Denktaş’ın danışmanı Prof. Dr. Mümtaz Soysal da, Hürriyet’teki köşesinde bundan 7 yıl önce Loizidou davasını incelemiş ve vardığı yargı şu olmuştur (Hürriyet, 5 Ağustos 1998): Türkiye, çifte kötü niyetle katmerlenmiş bir karar yüzünden milyonlarca dolar ödeyecek kadar safdil olamaz. Kim nerede ne derse desin.
1998’den bugüne ve Loizidou’nun tazminatının bugün-yarın ödenmesi gündemdedir. Davaların KKTC’de açılması taktiği de, öncekiler kadar ‘tutacağa’ benziyor.

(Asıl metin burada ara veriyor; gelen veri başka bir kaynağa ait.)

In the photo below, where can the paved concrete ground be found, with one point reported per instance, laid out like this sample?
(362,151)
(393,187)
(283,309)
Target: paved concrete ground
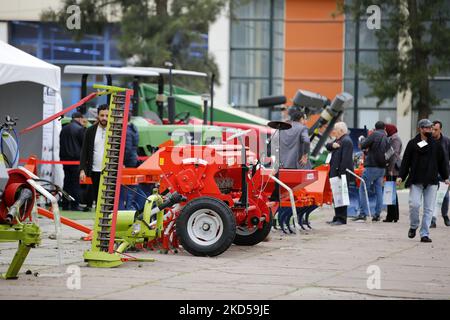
(325,263)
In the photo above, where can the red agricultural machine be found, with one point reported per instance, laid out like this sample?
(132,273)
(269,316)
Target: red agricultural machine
(209,196)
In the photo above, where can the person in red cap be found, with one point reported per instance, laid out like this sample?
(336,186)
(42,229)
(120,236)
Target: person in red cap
(393,168)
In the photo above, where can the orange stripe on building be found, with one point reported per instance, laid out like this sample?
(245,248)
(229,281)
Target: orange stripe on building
(314,47)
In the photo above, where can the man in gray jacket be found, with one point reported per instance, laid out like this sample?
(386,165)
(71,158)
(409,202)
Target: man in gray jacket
(445,142)
(294,143)
(374,168)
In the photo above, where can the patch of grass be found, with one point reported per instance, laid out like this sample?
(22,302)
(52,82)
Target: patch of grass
(78,215)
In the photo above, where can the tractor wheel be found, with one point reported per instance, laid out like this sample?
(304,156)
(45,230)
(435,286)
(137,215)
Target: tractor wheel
(206,227)
(250,237)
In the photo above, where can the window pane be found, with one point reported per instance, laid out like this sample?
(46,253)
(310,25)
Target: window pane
(253,9)
(253,34)
(277,87)
(441,89)
(279,9)
(247,92)
(247,63)
(278,64)
(369,117)
(278,34)
(363,100)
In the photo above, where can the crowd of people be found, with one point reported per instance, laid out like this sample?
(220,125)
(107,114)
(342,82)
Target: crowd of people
(424,163)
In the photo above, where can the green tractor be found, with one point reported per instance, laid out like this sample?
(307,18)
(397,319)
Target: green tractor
(165,112)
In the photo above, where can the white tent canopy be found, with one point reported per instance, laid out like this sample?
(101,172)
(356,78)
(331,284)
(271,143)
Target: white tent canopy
(17,66)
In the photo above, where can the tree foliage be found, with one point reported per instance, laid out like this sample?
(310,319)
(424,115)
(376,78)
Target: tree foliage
(151,31)
(423,28)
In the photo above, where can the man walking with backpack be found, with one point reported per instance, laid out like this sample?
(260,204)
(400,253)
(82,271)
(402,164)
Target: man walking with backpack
(376,145)
(423,161)
(445,142)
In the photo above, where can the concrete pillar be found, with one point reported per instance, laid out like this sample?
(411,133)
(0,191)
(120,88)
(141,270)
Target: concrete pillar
(219,48)
(4,31)
(404,99)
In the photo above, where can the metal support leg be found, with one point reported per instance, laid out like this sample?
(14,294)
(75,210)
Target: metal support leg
(291,196)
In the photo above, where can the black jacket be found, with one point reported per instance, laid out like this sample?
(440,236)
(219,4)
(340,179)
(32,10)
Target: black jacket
(342,157)
(376,144)
(445,142)
(70,141)
(87,150)
(423,165)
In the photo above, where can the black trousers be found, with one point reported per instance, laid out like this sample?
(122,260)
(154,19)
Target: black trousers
(392,210)
(92,193)
(71,186)
(340,214)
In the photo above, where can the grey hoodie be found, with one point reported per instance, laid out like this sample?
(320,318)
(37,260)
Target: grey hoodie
(294,144)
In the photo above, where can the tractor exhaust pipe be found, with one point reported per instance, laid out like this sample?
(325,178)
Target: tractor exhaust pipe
(25,195)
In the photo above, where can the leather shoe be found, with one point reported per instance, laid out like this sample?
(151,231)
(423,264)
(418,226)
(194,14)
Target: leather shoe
(411,233)
(447,221)
(337,223)
(358,218)
(425,239)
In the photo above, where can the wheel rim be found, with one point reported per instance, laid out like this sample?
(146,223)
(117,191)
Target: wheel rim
(245,231)
(205,227)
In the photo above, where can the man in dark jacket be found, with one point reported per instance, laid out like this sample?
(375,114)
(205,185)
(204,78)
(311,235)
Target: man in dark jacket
(374,169)
(445,142)
(92,153)
(71,140)
(295,143)
(423,162)
(341,159)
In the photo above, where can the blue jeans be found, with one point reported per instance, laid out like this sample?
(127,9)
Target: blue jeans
(126,198)
(372,176)
(416,193)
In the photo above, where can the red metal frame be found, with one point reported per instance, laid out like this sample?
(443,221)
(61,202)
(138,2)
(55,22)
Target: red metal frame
(128,95)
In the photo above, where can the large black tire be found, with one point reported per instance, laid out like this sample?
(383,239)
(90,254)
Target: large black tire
(206,227)
(250,239)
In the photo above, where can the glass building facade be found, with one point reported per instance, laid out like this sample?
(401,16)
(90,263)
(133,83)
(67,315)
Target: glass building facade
(256,53)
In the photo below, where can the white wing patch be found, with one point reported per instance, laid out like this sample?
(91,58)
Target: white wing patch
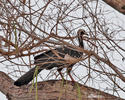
(71,59)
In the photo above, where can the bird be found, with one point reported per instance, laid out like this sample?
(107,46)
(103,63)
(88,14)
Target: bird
(54,58)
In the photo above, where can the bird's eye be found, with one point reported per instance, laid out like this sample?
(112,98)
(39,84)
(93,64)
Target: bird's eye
(82,33)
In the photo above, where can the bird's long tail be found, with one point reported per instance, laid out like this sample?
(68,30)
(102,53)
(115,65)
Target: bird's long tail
(27,77)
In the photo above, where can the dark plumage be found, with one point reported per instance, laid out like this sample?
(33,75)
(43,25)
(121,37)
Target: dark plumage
(53,58)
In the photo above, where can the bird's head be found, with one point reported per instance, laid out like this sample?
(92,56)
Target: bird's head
(81,32)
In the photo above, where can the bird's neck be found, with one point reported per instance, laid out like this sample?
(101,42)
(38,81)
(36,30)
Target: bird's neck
(81,43)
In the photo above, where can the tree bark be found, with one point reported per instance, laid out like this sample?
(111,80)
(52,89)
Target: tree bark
(51,90)
(119,5)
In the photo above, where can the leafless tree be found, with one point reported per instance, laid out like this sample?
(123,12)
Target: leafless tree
(32,27)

Bu gibi davaları dikkate alanlar, Annan Planını bu davalara son vermek açısından önemine dikkat çekmektedir.

AİHM’deki TC’nin atağı yargıç Rıza Tüzmen de, Loizidou davasına benzer binlerce dava açılabileceği yönünde bir değerlendirme yapmıştır (CNN Türk, 4 Şubat 2003; Milliyet, 4 Şubat 2003). Böylesine açılan dava sayısı bir yıl öncesinde 300-500 denirken, bugün 270 bin olduğu iddia edilmiştir (Hürriyet, 2 Mayıs 2003).

Bu tür davalar nedeniyle 1 milyon 460 bin 643 dönüm Rumların toprağı için gündeme gelebilecek tazminat miktarı 25-30 milyar dolar (Hürriyet, 16 Aralık 2002) olarak hesaplanmaktadır.